SQL Server: Why is SELECT on case insensitive column faster than on case sensitive?

1.9k views Asked by At

I use SQL Server 2016 Express and a Java application with JDBC driver version 4.2.

My database has a collation of Latin1_General_CI_AS (case insensitive). My table has a column of type VARCHAR(128) NOT NULL. There is an unique index on that column.

My test scenario is as follows:

After inserting 150000 strings of 48 characters length I do 200 selects of randomly chosen, existing strings. I measure the total execution time of all queries.

Then I drop the index, alter the table to change the columns collation to Latin1_General_CS_AS (case sensitive) and create the unique index again.

Then 200 selects take in total more time.

In both cases (CI and CS) the execution plans are simple and identical (search by using the index).

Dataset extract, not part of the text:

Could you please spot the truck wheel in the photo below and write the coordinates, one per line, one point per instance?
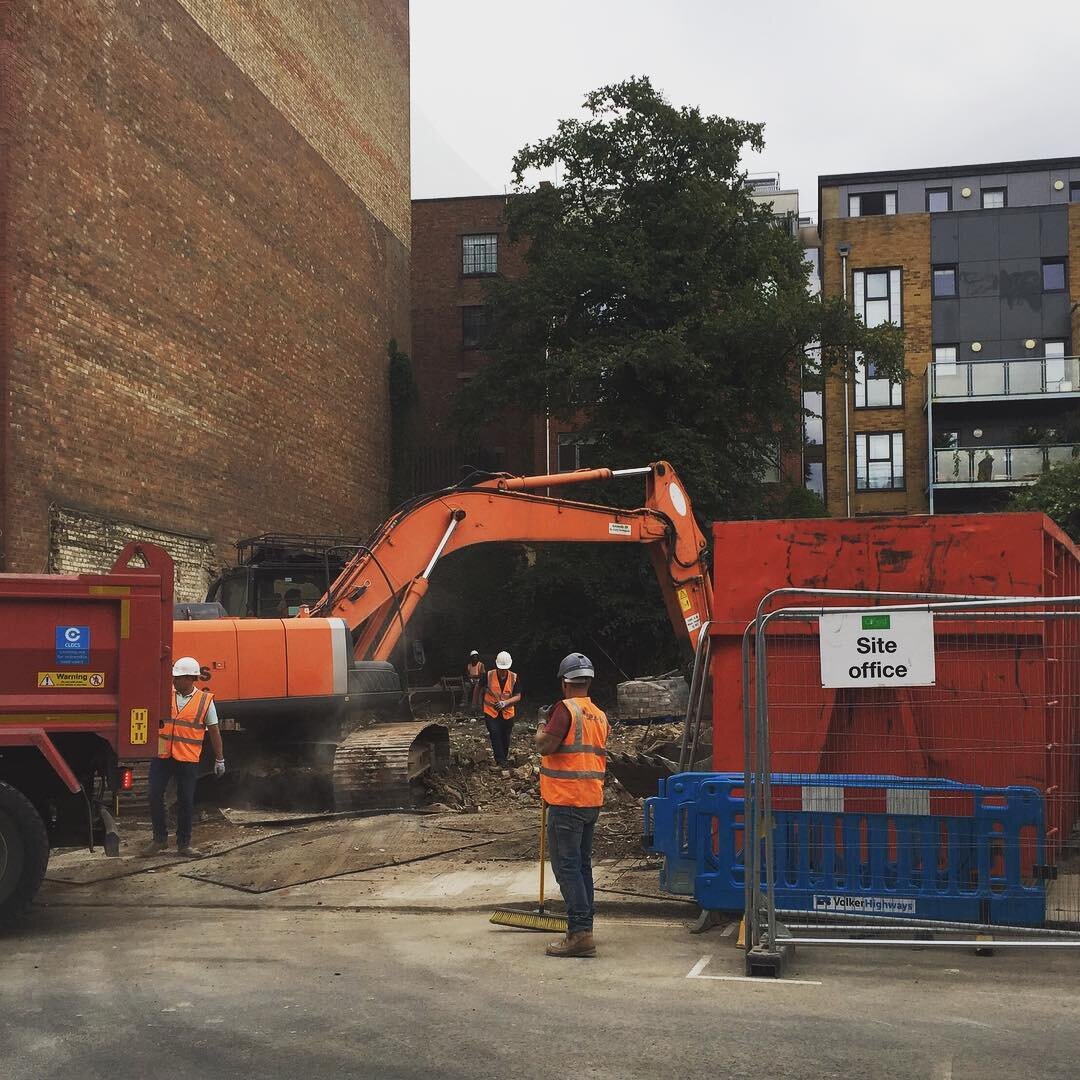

The query execution time not only depends on case sensitivity. With collation CS it grows faster if the strings have identical prefixes. Here are my results (execution time in seconds):

+----+---------+------------------+-------------------+-------------------+
|    + RND(48) + CONST(3)+RND(45) + CONST(10)+RND(38) + CONST(20)+RND(28) +
+----+---------+------------------+-------------------+-------------------+
| CI +       6 +                6 +                 7 +                 9 +
| CS +      10 +               20 +                45 +                78 +
+----+---------+------------------+-------------------+-------------------+

The longer the identical prefix of the random strings is the more time the case sensitive queries take.

  1. Why is the search on case insensitive column faster than on case sensitive column?
  2. What is the reason for the identical prefix behavior?
1

There are 1 answers

1
Lee James On

The reason is because your SQL installation (I am guessing) was done with CI collation. This means your tempdb and master databases are using CI and currently so is your own database. Therefore, even though you changed your character column to be CS, when it is used in tempdb for sorting/merging operations, that is executed in a CI context. To get an accurate comparison, you need to change your installation collation to be CS or make these comparisons side by side on different SQL instances - one using CS and one using CI.